I put her in the hospital. One of my residents pushed liquid morphine into an iv line. Her face unclenched. Her body relaxed. She fell asleep.

But her body had grown tolerant to the narcotic. Controlling her pain required so much morphine that the drug made her dizzy. She saw visions: childhood friends, grandparents. I reduced the doses and added other drugs. I used an antidepressant, which changes the way the body interprets pain, reducing the sense of suffering and despair. I gave anti-inflammatory agents, which reduce the pain that results from the body’s reaction to the invading cancer. I consulted radiation oncologists, who gave short courses of X-rays to metastases eating into the bones of her spine, shrinking the tumors and temporarily arresting their growth. I called in a team of anesthesiologists who specialize in the outpatient management of pain. They prescribed new drugs to block the nerves that transmit pain.

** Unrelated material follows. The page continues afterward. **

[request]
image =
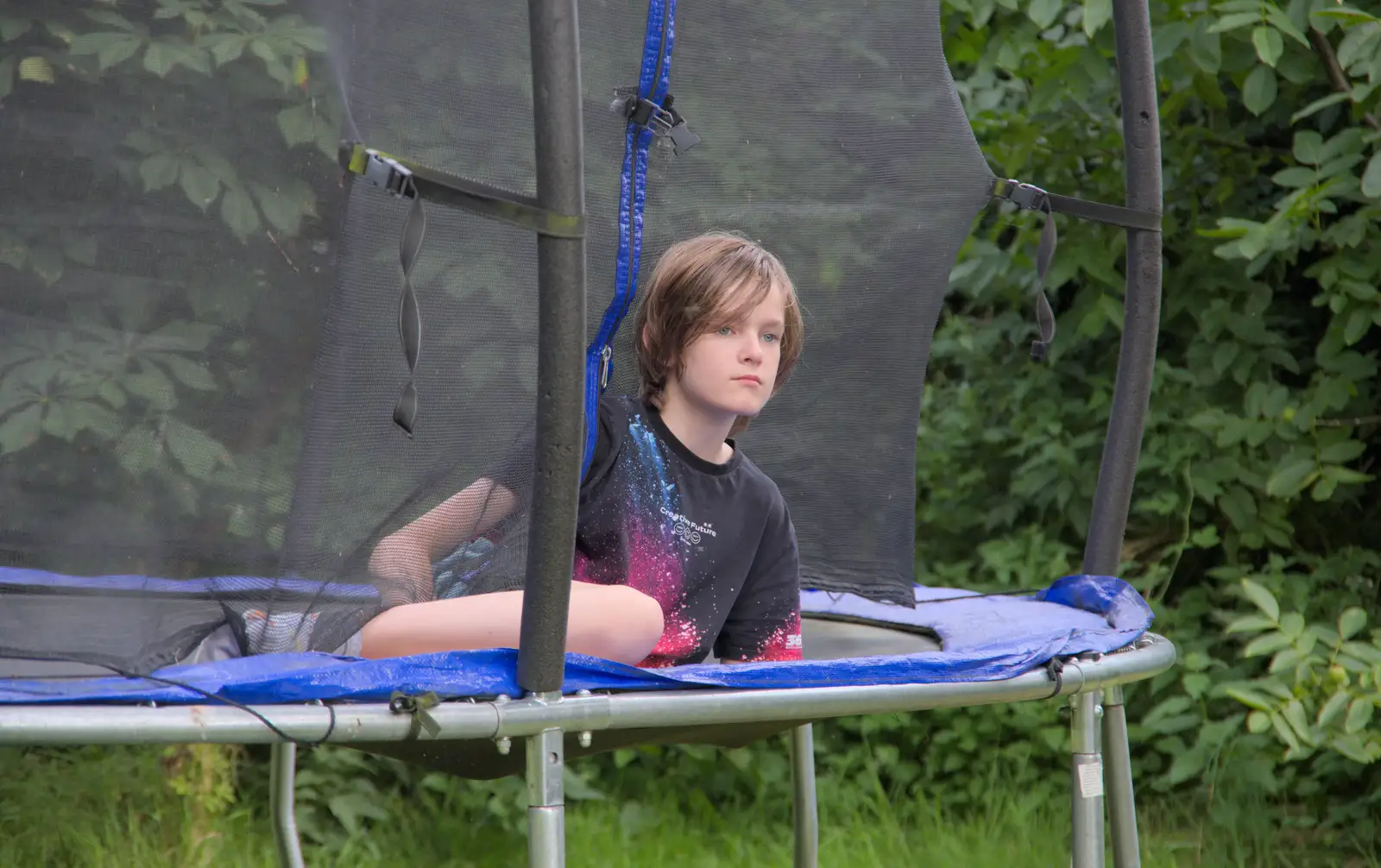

And I called on hospice nurses. Over the last few decades, the hospice movement has grown up to fill a void left by conventional medical therapies. Hospice care offers terminal patients the opportunity to face death at home, among loving family and friends. Once that was the norm, but now most patients die in hospitals, their deaths too often prolonged by technologies that eat away at the quality of whatever life remains. Hospice care is an alternative many choose.

But it seemed not to be an alternative available to Mrs. Chang. Though founded on compassion, hospice care—the counseling, the nursing visits, the commode and special bed, the drugs—costs money. Mrs. Chang had little money and, as a restaurant worker barely earning minimum wage, no health insurance. Though her son was a citizen, she was a legal alien, and the hospital’s social worker found that since she had always worked off the books for cash, she was ineligible for Medicare. The county government had provided her clinic and hospital care, as it has for millions of immigrants over the decades. But in a time of shrinking budgets, there were few funds for hospice care for the indigent. The hospice team would visit once a week, but that would not be enough for Mrs. Chang, fragile as she was.

It is not a problem, her son told me, after I outlined the obstacles to home care at Mrs. Chang’s bedside one afternoon. I will quit school.

No, Mrs. Chang said. She tried to sit up, struggling to rise and to control her anger at the same time. I am your mother, and I will never allow that. I would take my own life before I let you throw away your dreams. She fell back on her pillow. After all, she asked him, what do you think my life has been for?

In the end, his sacrifice was not needed. The cancer grew rapidly, blocking the tubes that channel urine from the kidneys to the bladder. Obstructed, Mrs. Chang’s kidneys failed.

We could put in tubes, I offered. That would relieve the obstruction and buy time.

Time for what? asked Mrs. Chang, ever the pragmatist. My son is a scientist. She sighed. I would like to see my grandchildren. She looked at her sheepish son. But Mr. America says he hasn’t found the right girl, so I will go.

She went into a coma and died with her son beside her. After he left to notify the aunts and uncles, the cousins and friends and the funeral home, I went in to see her. Her face was placid. She had finally risen above her struggles.